Rabbi Yoreh is a prolific writer and his humanist liturgy has been featured in The Forward in an article entitled “No God, No Problem”. He wrote, in Hebrew, an Atheist-Feminist Siddur. More recently he is the author of the Humanist Prayer Omnibus, which re-imagines prayer as a catalyst for human-driven change rather than communication with a deity. As a writer he is perhaps best known for his theories on why Abraham killed Isaac, featured in The Times of Israel and thetorah.com.

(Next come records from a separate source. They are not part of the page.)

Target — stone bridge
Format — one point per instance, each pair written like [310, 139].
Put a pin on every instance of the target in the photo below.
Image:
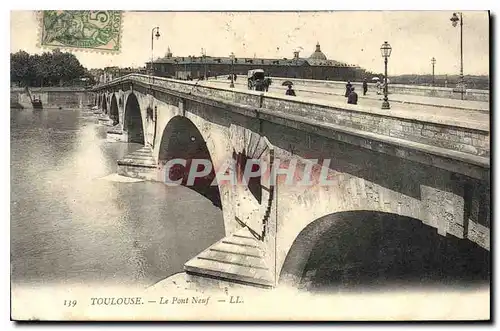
[385, 169]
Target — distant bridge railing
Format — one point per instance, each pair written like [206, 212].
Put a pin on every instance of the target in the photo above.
[448, 138]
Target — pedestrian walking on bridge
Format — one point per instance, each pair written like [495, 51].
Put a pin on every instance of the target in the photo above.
[348, 87]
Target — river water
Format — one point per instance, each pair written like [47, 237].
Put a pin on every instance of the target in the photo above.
[70, 224]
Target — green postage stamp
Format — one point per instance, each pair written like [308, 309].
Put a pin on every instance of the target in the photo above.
[98, 30]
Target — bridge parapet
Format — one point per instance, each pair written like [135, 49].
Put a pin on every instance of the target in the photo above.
[442, 92]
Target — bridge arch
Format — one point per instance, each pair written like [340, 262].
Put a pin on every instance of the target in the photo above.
[113, 112]
[133, 123]
[181, 139]
[366, 249]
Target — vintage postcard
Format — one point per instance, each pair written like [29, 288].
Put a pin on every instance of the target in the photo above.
[242, 166]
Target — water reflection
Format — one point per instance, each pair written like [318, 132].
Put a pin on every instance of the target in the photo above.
[70, 226]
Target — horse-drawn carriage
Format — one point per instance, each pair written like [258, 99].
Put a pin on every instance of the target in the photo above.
[257, 80]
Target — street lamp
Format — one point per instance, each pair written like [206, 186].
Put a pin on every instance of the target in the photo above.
[454, 20]
[232, 69]
[433, 61]
[386, 50]
[157, 35]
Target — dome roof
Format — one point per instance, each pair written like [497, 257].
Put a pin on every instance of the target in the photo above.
[318, 54]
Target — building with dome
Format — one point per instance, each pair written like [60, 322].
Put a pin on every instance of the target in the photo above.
[316, 66]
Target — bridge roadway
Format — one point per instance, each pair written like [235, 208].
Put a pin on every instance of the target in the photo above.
[440, 110]
[411, 163]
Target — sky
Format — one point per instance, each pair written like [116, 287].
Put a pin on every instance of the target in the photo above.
[352, 37]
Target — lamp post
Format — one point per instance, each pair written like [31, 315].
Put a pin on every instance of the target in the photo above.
[385, 50]
[157, 35]
[433, 61]
[454, 20]
[232, 69]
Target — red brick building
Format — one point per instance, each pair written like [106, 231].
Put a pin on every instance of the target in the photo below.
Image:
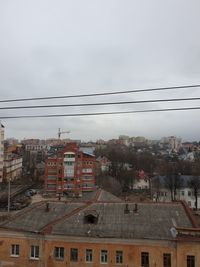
[69, 169]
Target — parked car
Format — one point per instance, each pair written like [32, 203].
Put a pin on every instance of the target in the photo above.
[33, 191]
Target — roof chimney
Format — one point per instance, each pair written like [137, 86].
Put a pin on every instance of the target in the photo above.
[47, 207]
[136, 208]
[126, 210]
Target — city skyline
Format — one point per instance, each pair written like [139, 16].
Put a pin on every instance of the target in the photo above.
[65, 48]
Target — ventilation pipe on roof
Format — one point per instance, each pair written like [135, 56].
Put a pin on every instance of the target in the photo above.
[47, 207]
[126, 210]
[136, 208]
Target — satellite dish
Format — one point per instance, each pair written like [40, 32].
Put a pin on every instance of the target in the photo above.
[173, 232]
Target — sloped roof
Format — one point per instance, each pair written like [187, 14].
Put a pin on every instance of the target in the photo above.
[151, 221]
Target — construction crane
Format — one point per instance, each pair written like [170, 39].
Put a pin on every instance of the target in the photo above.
[59, 133]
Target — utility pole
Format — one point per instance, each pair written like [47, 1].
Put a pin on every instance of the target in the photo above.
[9, 195]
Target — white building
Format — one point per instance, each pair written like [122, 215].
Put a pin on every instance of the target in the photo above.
[1, 151]
[185, 193]
[12, 167]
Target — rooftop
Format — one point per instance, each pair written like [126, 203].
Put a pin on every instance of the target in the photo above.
[107, 219]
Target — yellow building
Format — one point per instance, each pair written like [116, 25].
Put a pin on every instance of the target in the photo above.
[101, 232]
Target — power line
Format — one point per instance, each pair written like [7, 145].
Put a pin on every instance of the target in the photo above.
[102, 94]
[103, 103]
[98, 113]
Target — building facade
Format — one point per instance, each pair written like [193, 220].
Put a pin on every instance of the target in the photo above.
[100, 234]
[70, 169]
[1, 151]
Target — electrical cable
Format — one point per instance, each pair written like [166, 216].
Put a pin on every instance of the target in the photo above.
[103, 103]
[98, 113]
[102, 94]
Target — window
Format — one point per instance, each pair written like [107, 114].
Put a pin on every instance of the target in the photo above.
[190, 261]
[34, 252]
[14, 250]
[88, 255]
[166, 260]
[145, 259]
[59, 253]
[73, 254]
[104, 256]
[119, 256]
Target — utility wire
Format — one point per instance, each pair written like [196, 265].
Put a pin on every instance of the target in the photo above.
[98, 113]
[102, 94]
[103, 103]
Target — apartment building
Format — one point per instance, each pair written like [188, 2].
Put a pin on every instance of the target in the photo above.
[69, 168]
[1, 151]
[101, 233]
[12, 167]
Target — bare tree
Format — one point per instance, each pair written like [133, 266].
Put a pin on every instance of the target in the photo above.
[194, 184]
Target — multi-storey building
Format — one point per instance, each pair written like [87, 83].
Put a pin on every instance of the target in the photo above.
[99, 233]
[12, 162]
[1, 151]
[69, 169]
[12, 167]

Rabbi Yoreh’s Jewish Journey
Rabbi Yoreh grew up in Toronto and Jerusalem, the son of two Jewish Studies professors. He was educated at a range of schools, from secular to an elite Orthodox Yeshiva in Jerusalem. Upon graduation from this religious high school he rebelled by going to university to study biblical criticism, rather than pursue a religious path, to the great consternation of his teachers. During his doctoral studies at Hebrew University he began to doubt the foundational myths upon which he grew up and became attracted to humanism. He continued to study ancient religious texts from a critical perspective and earned his second Ph.D. at the University of Toronto. Two doctorates were enough for him, however, and he decided to leave the ivory tower of the academy for the rabbinate, in part as a way to reach people more directly. He was ordained by the Israeli affiliate of the International Institute for Secular Humanistic Judaism in 2015. Rabbi Yoreh has spent most of his adult life teaching and writing books on biblical literature and liturgy and doing Karate on the side. He joined The City Congregation as its rabbi in 2018.